“But inasmuch as we are now occupied with other and arduous matters, and therefore may not personally acquaint ourselves with the said cases or with any one of them, trusting in the legality, learning, experience, and sound conscience of you, the said Reverend Father Inquisitors and of each of you, and that you are such persons as will well and faithfully discharge what we entrust to you by these presents we commit to you, the said Reverend Father Inquisitors, and to each of you, in solidum, the said proceedings against and trials of the aforementioned and of any of them, whether they may have been participators or accessories before or after the fact of the said crimes and offences in any way committed against our Holy Catholic Faith, and likewise of the abettors, counsellors, defenders, concealers, those who had knowledge of the facts and offenders of whatsoever degree, to the end that concerning them you may receive and obtain any information from any part of the said Kingdoms, and seize and examine any witness, and inquire, learn, proceed, imprison, sentence, and abandon to the secular arm such as you may find guilty, absolve and liberate those without guilt, and do concerning them all things and any thing that we ourselves should do being present....

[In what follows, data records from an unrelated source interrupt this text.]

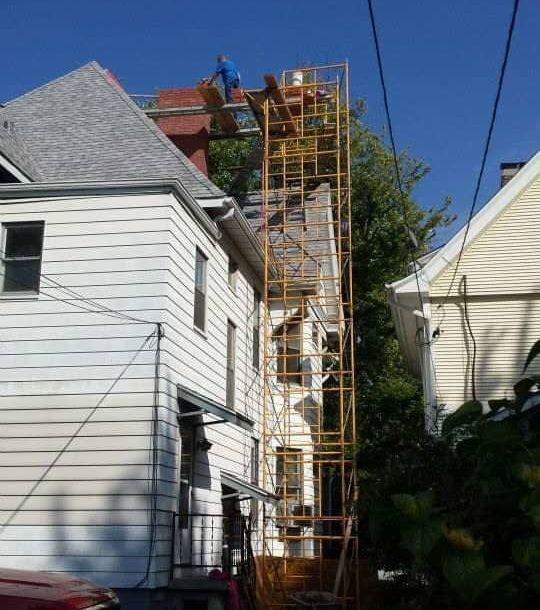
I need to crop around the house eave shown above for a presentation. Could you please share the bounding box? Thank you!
[0,178,219,240]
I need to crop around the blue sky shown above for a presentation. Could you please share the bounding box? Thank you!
[0,0,540,239]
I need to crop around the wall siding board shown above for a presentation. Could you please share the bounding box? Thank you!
[430,180,540,411]
[0,194,261,587]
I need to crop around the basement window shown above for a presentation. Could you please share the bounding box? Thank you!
[276,324,303,385]
[276,447,304,499]
[2,222,45,294]
[228,256,238,292]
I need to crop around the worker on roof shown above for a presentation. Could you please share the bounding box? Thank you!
[208,55,240,104]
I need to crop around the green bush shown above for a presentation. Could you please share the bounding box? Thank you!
[360,346,540,610]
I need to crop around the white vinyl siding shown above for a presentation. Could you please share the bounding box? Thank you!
[0,194,261,587]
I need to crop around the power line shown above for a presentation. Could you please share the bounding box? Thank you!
[0,326,160,536]
[367,0,437,404]
[0,261,156,324]
[438,0,519,312]
[367,0,426,318]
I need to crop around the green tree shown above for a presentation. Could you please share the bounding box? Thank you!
[351,102,454,511]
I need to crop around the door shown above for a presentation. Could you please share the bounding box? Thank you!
[174,424,194,566]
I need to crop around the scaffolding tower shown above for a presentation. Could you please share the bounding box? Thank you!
[141,63,359,610]
[246,64,357,609]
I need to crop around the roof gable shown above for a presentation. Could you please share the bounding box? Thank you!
[0,62,224,198]
[391,152,540,292]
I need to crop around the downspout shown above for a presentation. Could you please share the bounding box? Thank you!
[214,197,235,224]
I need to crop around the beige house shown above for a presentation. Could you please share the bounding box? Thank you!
[387,152,540,426]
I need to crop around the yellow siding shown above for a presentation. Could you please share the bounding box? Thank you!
[431,179,540,297]
[433,294,540,409]
[430,173,540,410]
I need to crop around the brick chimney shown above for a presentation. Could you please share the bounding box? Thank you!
[157,88,210,175]
[501,161,525,188]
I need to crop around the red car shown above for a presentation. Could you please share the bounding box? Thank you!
[0,568,120,610]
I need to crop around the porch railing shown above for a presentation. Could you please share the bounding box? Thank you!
[173,513,253,576]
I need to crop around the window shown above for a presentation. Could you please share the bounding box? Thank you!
[225,320,236,409]
[178,426,194,529]
[276,447,303,499]
[2,222,45,293]
[252,288,261,369]
[193,248,208,330]
[276,324,302,385]
[229,256,238,292]
[251,438,259,485]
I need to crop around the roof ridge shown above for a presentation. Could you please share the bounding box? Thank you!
[4,61,99,109]
[89,61,225,199]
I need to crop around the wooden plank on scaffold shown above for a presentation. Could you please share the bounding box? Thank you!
[197,83,240,133]
[264,74,296,134]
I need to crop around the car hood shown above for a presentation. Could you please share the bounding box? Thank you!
[0,569,116,610]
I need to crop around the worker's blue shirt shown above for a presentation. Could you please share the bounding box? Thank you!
[216,59,238,85]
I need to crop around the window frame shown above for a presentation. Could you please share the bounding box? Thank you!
[193,246,208,333]
[249,436,260,486]
[227,254,239,293]
[0,220,45,297]
[225,319,237,410]
[251,288,262,371]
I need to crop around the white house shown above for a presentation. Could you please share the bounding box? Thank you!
[0,63,339,609]
[388,153,540,424]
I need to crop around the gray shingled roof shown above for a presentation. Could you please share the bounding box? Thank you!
[0,62,224,198]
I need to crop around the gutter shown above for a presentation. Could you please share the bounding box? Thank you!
[196,197,264,274]
[0,178,221,241]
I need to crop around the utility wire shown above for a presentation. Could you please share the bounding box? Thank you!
[436,0,519,312]
[0,261,155,324]
[367,0,426,320]
[0,326,160,536]
[367,0,437,406]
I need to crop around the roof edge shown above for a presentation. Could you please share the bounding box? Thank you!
[0,178,220,240]
[390,151,540,292]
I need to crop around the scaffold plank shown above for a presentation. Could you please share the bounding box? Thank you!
[197,83,240,133]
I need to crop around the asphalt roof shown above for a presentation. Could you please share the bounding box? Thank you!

“And by these presents we order the Father Inquisitors of the City of Segovia and each and any of them in whose power are the said prisoners to deliver them immediately in safe custody to you.

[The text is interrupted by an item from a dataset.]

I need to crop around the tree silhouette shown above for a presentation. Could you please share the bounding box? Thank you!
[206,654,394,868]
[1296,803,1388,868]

“Given in the Monastery of St. Thomas of the said Order of Preachers, which is beyond and near the walls of the said City of Avila.”[175]


At what stage of the affair the four brothers Franco of La Guardia—Alonso, Lope, Garcia, and Juan—had been arrested, and upon whose information, we do not know. But we do know—for the dossier of Yucé’s trial is complete—that they were not betrayed by Yucé.

That their names had been divulged is a confirmation of the surmise that the examinations of Ocaña, or Ça Franco, or even Benito Garcia, had already yielded further information on the subject of the affair of La Guardia.

It must be understood that the record of any examination of these prisoners in which the name of Yucé Franco was not mentioned would find no place in the dossier of the latter’s trial.

The four Francos of La Guardia were brothers, as we have said; but they were nowise related to the Francos of Tenbleque—Ça and Yucé. They were dealers in cereals—possibly millers—as we shall see, and they owned a number of carts which they appear to have further employed in a carrier’s business. They were baptized Jews, as is already made clear in Torquemada’s letter by the fact that he does not describe them—as he does the others—as Jews.

All concerned in the affair, with the exception of one Ribera, who does not at present enter into consideration, were men drawn from a humble class of life—a class which through ignorance has always been credulous and prone to belief in sorcery and enchantments.

A curious circumstance is the omission in Torquemada’s letter of all mention of the octogenarian Ça Franco, whom we know to have been already under arrest.